Another new finding is that, according to these scientists, time isn’t unidirectional or irreversible and that it’s also natural to travel through it, like we’ve read in popular science fiction stories. It’s possible to reverse time just as much as it’s possible to regenerate damage to the body, the planet or the ozone layer.
I never accepted the extinction of faith as Marx once described, but nor do I want to deny science. I believe in God but I accept science as it is, and I dream that one day they’ll merge. Though they seem opposed, they’re closely linked.
It’s exactly like in many cases described in science where one force is equal to the other. One expresses the desire and the other (what materializes) cooperates mutually for its own development.
Well, it’s one thing, Kabir, to believe in God (a higher power), and another thing to believe that this higher power is an old Hebrew potentate that flies around “poofing” the material Universe into existence–a very unscientific proposition.
Both the Hebrew Torah and the so-called New Testament are full of flaws that would make an intelligent person question all of the Abrahamic religions (Judaism, Christianity, Islam).
For example, I accepted a friendly challenge recently and picked up the New Testament. Right on the first page of Matthew there jumped out a gigantic flaw that might, if followed to its ultimate conclusion, blow Christianity out of the water, so the speak.
The first page says it is the genealogy of Jesus Christ. It then vaults through forty generations, from Abraham to David, to the Babylonian captivity, to Joseph, the husband of Mary. And so, Matthew seeks to impress the Jews of his day with the bloodline of Jesus as being from Abraham and David.
But Joseph is believed not to have contributed any genetic material to Jesus, because, it is believed, the Holy Spirit made Mary pregnant. And so, Jesus supposedly had no human DNA from either Joseph or Mary. Hence, Matthew is not depicting the genealogy of Jesus, at all, but that of his surrogate dad Joseph.
And so, while this does not prove that Jesus was not divine, it does prove that Matthew was either making up a geneological fairy tale for the gullible, or was simply a numbskull.
The New Testament can’t claim, on the one hand, that Jesus descends from Abraham, King David and Joseph, and claim, on the other hand, that he was or is the “Son of God.”

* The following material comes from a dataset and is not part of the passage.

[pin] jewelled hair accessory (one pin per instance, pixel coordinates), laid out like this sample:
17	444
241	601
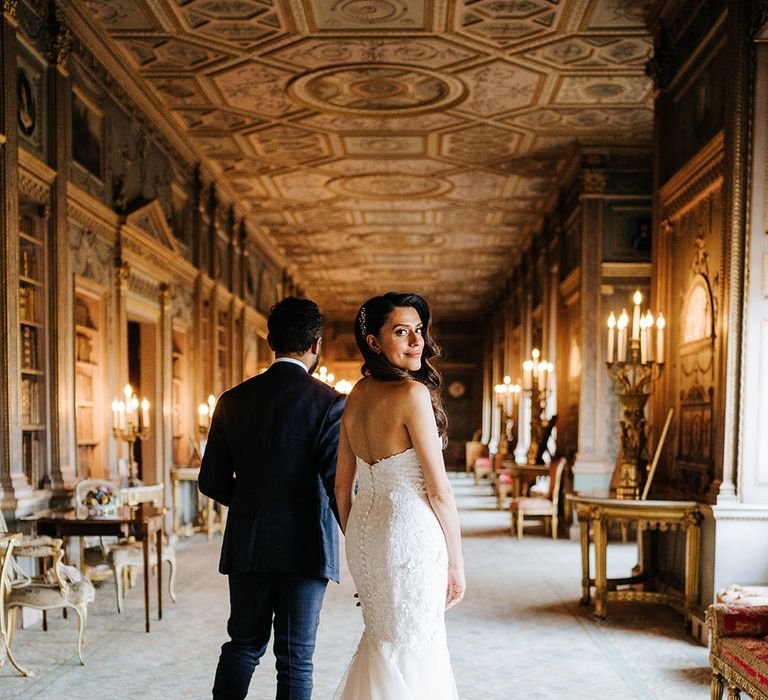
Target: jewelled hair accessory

By the way, Mark also says that Jesus was descended from David, backing up Matthew. And so, both Matthew and Mark establish that Jesus was the biological son of Joseph. This doesn’t jibe at all with the story of immaculate conception, which is at the heart of Christianity.
The problem with believing in God, Kabir, is that creative writers and cynical religious entrepreneurs might sell us a phony bill of goods, and create all sorts of mischief for their personal gain.